12
Llamé al número de Jane Starr Hammond desde un restaurante del bulevar. Si me comunicaba con ella antes de que encontraran el cadáver y la policía le hiciera una visita, tal vez me enteraría de algo que de lo contrario no llegaría a saber. Una criada que hablaba con tonada de negra atendió inmediatamente el teléfono. Miss Hammond ya se había ido al estudio; allí estaría, en su oficina, durante toda la mañana. Volví a mi asiento frente al mostrador y contemplé el jamón y los huevos que había pedido. La yema de uno de los huevos se había volcado en el plato como un charco pequeñísimo de sangre amarilla. Me desayuné con café solo.

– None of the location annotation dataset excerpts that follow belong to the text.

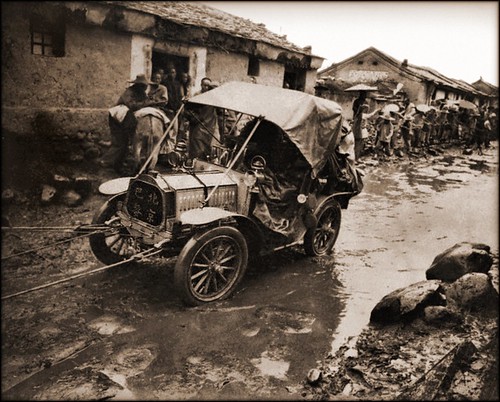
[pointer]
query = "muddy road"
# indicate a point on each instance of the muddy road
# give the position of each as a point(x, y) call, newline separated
point(123, 333)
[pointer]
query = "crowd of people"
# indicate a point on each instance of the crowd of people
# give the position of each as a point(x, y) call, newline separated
point(395, 128)
point(401, 127)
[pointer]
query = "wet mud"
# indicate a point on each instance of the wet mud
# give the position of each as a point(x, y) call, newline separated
point(124, 334)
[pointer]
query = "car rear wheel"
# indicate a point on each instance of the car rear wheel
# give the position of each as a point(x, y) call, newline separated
point(320, 240)
point(115, 244)
point(211, 265)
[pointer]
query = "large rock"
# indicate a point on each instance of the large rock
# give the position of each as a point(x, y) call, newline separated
point(407, 303)
point(459, 260)
point(472, 291)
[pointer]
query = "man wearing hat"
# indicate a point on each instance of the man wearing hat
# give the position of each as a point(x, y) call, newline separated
point(122, 122)
point(386, 131)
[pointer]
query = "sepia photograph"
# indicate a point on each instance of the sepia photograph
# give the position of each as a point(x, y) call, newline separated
point(250, 200)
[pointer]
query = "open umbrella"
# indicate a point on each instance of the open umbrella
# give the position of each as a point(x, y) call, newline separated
point(423, 108)
point(464, 104)
point(391, 107)
point(361, 87)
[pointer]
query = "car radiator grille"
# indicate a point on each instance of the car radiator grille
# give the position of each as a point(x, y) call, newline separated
point(145, 203)
point(224, 197)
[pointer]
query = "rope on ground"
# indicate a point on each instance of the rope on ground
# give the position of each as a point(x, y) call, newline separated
point(49, 245)
point(134, 257)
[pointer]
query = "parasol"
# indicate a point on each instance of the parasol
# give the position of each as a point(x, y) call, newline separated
point(391, 107)
point(360, 87)
point(466, 104)
point(423, 108)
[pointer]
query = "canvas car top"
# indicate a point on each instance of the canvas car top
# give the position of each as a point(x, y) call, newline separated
point(313, 124)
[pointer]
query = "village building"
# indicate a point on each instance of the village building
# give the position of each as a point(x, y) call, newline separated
point(64, 64)
point(394, 81)
point(489, 89)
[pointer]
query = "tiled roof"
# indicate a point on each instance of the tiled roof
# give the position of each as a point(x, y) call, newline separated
point(200, 15)
point(425, 73)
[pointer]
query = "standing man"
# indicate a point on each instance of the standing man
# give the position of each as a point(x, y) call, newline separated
point(122, 122)
point(158, 92)
point(174, 95)
point(359, 128)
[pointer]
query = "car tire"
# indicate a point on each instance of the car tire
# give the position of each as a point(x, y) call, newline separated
point(320, 240)
point(110, 247)
point(199, 275)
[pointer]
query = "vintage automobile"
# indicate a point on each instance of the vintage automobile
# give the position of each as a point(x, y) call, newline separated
point(276, 179)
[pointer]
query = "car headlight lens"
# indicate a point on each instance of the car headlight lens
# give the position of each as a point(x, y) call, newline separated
point(250, 178)
point(301, 198)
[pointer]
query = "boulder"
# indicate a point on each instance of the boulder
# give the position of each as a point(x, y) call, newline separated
point(48, 194)
point(61, 182)
point(493, 275)
point(407, 303)
point(472, 291)
point(459, 260)
point(83, 186)
point(441, 316)
point(71, 198)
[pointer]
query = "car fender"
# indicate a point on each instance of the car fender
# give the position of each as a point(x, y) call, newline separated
point(208, 215)
point(205, 215)
point(340, 197)
point(114, 186)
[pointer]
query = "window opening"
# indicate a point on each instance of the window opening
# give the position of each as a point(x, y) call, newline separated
point(253, 66)
point(47, 38)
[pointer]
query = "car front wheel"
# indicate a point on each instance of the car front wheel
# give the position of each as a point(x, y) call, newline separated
point(211, 265)
point(320, 240)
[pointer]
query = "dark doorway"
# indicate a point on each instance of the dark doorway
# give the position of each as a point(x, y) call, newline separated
point(165, 60)
point(294, 79)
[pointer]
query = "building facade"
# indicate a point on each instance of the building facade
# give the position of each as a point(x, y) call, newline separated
point(66, 62)
point(394, 80)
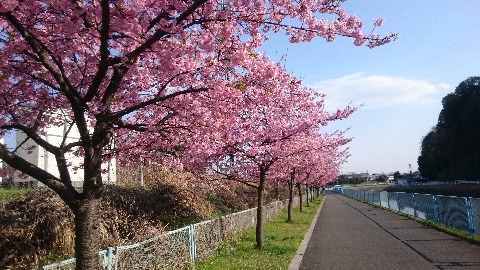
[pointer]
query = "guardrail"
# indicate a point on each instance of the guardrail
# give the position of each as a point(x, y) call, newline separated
point(179, 248)
point(461, 213)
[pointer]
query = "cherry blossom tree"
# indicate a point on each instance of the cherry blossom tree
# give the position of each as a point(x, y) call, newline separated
point(261, 134)
point(121, 68)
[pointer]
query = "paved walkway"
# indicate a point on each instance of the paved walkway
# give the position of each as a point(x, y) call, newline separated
point(352, 235)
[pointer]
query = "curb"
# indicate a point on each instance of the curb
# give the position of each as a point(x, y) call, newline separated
point(297, 258)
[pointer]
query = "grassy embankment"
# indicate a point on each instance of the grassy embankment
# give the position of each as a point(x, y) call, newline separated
point(282, 240)
point(8, 193)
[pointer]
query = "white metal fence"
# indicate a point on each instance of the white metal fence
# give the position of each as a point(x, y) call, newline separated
point(179, 248)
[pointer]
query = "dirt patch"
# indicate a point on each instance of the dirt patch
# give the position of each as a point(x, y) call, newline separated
point(37, 228)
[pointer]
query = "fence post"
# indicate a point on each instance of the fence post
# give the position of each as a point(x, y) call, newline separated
point(193, 247)
point(398, 201)
point(435, 209)
point(414, 205)
point(116, 257)
point(109, 258)
point(471, 223)
point(388, 200)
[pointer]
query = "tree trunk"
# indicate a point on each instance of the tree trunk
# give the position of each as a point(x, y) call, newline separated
point(87, 232)
point(308, 197)
point(277, 195)
point(300, 196)
point(290, 195)
point(260, 210)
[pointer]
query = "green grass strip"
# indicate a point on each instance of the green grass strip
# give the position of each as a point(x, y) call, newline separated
point(282, 240)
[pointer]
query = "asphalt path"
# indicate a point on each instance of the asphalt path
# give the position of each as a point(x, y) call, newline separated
point(349, 234)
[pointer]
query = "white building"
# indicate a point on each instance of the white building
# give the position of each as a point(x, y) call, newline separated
point(40, 157)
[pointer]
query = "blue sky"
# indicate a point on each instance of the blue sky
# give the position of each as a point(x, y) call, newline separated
point(400, 84)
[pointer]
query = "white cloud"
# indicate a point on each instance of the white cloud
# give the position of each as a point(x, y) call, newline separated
point(375, 91)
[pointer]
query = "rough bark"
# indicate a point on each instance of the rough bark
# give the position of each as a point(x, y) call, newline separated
point(299, 188)
point(260, 210)
point(290, 195)
point(307, 191)
point(87, 225)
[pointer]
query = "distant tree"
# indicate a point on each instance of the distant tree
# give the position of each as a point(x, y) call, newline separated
point(382, 178)
point(451, 150)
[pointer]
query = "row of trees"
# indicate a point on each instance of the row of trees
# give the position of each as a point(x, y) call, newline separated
point(181, 83)
point(451, 150)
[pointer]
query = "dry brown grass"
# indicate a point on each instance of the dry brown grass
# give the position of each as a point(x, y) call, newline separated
point(38, 228)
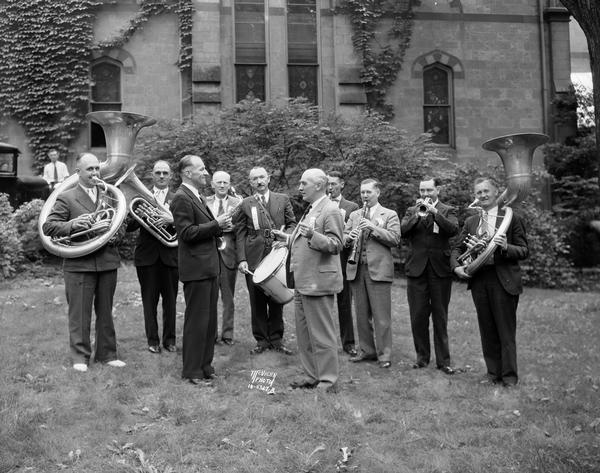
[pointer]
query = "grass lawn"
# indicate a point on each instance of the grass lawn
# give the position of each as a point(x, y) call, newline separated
point(144, 418)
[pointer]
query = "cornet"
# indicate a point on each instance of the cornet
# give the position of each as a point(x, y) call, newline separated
point(422, 209)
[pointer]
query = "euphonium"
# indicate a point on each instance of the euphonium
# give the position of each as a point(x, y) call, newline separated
point(516, 152)
point(357, 245)
point(121, 130)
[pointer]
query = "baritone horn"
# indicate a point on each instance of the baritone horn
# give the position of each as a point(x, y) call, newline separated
point(516, 152)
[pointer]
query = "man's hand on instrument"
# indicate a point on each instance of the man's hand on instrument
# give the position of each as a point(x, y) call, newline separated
point(461, 273)
point(243, 267)
point(501, 241)
point(83, 222)
point(305, 230)
point(281, 237)
point(224, 220)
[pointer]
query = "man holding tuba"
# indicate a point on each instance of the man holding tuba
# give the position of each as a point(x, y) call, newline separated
point(428, 226)
point(496, 286)
point(90, 280)
point(156, 266)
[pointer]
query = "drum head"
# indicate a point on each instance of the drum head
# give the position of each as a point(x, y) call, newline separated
point(270, 265)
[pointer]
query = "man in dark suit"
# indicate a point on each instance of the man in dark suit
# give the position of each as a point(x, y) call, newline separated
point(219, 203)
point(197, 231)
point(258, 215)
point(90, 280)
point(317, 277)
point(496, 286)
point(428, 226)
point(156, 266)
point(344, 298)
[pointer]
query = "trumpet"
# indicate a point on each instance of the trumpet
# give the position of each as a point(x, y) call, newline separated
point(422, 208)
point(354, 257)
point(232, 212)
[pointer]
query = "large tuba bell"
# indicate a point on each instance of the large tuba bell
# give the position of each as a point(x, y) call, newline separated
point(516, 152)
point(120, 129)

Los lugares para estacionar en el centro de Hollywood eran tan escasos como las virtudes teologales. Hallé un lugar en Cahuenga y caminé de vuelta hasta el estudio, que ocupaba los pisos tercero y cuarto de un edificio de fachada de piedra sobre el Sunset. Cuando pregunté por la oficina de Miss Hammond, el ascensorista de uniforme azul me hizo descender en el tercer piso y me la señaló sobre el pasillo. Su nombre, con PARTICULAR escrito debajo, aparecía sobre el vidrio transparente de una puerta. Golpee suavemente y esperé, sufriendo un inusitado ataque de desconcierto. Pasó en seguida.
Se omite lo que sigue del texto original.